Итак, отталкиваясь от тезиса Геллнера, мы предложили интерпретацию, в соответствии с которой экономические изменения предстают как часть более широкого процесса трансформации, позволившего национальным требованиям утвердиться наряду с другими общественными запросами. При царизме экономические изменения способствовали появлению чувства принадлежности к нации. Советское государство стремилось к мобилизации населения под лозунгом социализма. Однако, в конце концов, многие граждане пришли к убеждению, что не построение социализма по советской модели, а национализм является более выгодной платформой для улучшения экономической ситуации. Несколько поколений советских лидеров возлагали надежды на экономический рост, ликвидацию безработицы, возможности для получения образования и социальные программы, как на достаточные основания для укрепления легитимности коммунистической партии и прочности Советского государства в глазах всех советских граждан, независимо от этнической принадлежности. Советское государство достигло многого в экономической, социальной и культурной сферах, хотя значимость этих достижений и была позднее поставлена под вопрос.[41] Тем не менее, данные достижения сопровождались огромными жертвами, что дало основания нерусским национальным меньшинствам считать советскую экономическую трансформацию провальной. Согласно взгляду националистически мыслящей интеллигенции нерусских национальностей, советский проект воспроизводил традицию русской гегемонии и эксплуатации и именно этнические меньшинства оказались непосредственными жертвами коллективизации, голода, индустриализации и ухудшения экологической ситуации. После 1985 года многие граждане восприняли риторику национализма в качестве мощного инструмента критики и подрыва оснований старого режима. Руководство Советского Союза также внесло вклад в собственное поражение, проводя консолидацию национальных групп посредством территориально-административного деления. Когда наступила пора разочарований, националисты выступили на сцену с обещанием выхода из экономического тупика посредством обретения независимости и свободы. Однако осталась нерешенной проблема разработки конкретных механизмов улучшения социального благосостояния и экономического роста, а равно и их идеологических оснований.[42]

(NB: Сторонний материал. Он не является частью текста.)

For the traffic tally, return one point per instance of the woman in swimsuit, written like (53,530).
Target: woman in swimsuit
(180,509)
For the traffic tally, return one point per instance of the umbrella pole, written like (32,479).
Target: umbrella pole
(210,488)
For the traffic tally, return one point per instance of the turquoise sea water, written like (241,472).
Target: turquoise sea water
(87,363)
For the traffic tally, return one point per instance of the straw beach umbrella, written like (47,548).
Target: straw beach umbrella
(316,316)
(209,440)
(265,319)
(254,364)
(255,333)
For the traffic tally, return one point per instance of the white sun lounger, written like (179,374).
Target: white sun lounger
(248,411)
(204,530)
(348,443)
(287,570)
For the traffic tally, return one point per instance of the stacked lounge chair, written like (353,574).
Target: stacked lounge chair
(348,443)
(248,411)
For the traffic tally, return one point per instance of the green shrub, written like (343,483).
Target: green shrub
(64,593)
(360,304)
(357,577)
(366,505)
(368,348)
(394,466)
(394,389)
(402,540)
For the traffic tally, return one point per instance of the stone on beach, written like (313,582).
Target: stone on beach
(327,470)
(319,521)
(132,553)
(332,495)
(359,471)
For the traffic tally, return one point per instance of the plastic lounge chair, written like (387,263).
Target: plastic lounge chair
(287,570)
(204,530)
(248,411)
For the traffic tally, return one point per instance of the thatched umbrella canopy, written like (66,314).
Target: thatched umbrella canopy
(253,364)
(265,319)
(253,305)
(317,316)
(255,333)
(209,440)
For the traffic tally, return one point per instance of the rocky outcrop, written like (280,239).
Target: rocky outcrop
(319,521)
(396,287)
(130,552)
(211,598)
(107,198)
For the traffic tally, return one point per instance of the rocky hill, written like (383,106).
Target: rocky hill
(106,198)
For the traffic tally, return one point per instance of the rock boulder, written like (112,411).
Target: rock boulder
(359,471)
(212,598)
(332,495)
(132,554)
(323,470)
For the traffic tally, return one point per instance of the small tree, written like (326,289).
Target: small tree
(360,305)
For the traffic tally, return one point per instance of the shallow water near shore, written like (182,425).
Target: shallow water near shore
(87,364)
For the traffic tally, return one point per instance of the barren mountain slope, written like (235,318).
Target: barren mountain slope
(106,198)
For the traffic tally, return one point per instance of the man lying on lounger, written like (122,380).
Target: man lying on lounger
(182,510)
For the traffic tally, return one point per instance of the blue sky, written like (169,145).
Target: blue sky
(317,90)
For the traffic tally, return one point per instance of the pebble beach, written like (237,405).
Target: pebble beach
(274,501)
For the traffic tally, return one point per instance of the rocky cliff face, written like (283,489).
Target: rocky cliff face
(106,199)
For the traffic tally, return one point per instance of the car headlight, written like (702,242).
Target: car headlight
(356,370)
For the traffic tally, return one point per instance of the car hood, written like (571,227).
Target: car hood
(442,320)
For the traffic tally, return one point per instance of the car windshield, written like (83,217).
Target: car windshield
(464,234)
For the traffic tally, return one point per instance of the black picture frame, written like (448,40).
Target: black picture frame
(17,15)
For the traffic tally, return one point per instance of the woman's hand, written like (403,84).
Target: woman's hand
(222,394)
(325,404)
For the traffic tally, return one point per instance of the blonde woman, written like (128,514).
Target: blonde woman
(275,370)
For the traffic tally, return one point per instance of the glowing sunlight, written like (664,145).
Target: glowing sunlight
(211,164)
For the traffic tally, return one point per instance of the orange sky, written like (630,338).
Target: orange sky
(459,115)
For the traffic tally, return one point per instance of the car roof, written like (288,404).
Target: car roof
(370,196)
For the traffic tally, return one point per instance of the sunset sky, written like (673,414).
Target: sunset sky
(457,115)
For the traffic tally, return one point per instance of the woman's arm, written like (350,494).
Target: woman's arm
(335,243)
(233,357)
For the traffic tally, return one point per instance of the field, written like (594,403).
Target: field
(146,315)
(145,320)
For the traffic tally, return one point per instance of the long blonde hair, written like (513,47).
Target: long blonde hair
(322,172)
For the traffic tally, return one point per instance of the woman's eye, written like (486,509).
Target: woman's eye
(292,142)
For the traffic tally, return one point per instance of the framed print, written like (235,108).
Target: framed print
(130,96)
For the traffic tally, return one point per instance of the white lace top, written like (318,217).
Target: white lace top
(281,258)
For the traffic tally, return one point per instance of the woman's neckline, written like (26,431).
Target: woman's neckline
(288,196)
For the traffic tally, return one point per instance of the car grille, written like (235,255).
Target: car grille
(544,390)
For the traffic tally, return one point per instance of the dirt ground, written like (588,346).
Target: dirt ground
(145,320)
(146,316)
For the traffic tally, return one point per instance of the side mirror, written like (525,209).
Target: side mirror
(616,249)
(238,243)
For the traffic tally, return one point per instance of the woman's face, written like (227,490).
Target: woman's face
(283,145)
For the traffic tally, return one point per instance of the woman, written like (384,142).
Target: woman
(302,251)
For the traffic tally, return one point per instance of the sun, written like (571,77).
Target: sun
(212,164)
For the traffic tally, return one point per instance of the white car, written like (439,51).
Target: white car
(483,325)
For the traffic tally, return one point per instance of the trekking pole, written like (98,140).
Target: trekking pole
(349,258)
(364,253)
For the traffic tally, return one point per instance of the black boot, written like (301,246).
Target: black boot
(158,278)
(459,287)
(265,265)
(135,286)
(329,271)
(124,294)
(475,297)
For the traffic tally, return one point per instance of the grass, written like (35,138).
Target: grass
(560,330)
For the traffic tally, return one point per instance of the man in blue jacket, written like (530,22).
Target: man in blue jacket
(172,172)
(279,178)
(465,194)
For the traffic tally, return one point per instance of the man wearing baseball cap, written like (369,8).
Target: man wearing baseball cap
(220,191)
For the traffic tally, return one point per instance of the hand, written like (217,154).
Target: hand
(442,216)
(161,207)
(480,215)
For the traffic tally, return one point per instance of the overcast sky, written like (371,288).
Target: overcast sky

То, чему мы являемся свидетелями в конце ХХ века, представляет собой повторение на новом этапе национального конфликта и конфликта между разными национальными меньшинствами на окраинах империи. Так же, как и в 1917 году, эти процессы являются выражением трудностей общего характера, в том числе и социально-экономического коллапса, на имперской периферии. Распад Советского Союза заставил этнические меньшинства и этническое большинство переосмыслить свою историю. В этой ситуации экономическая история предстает как важнейшая точка отсчета для понимания прошлого, настоящего и будущего этого проблемного региона.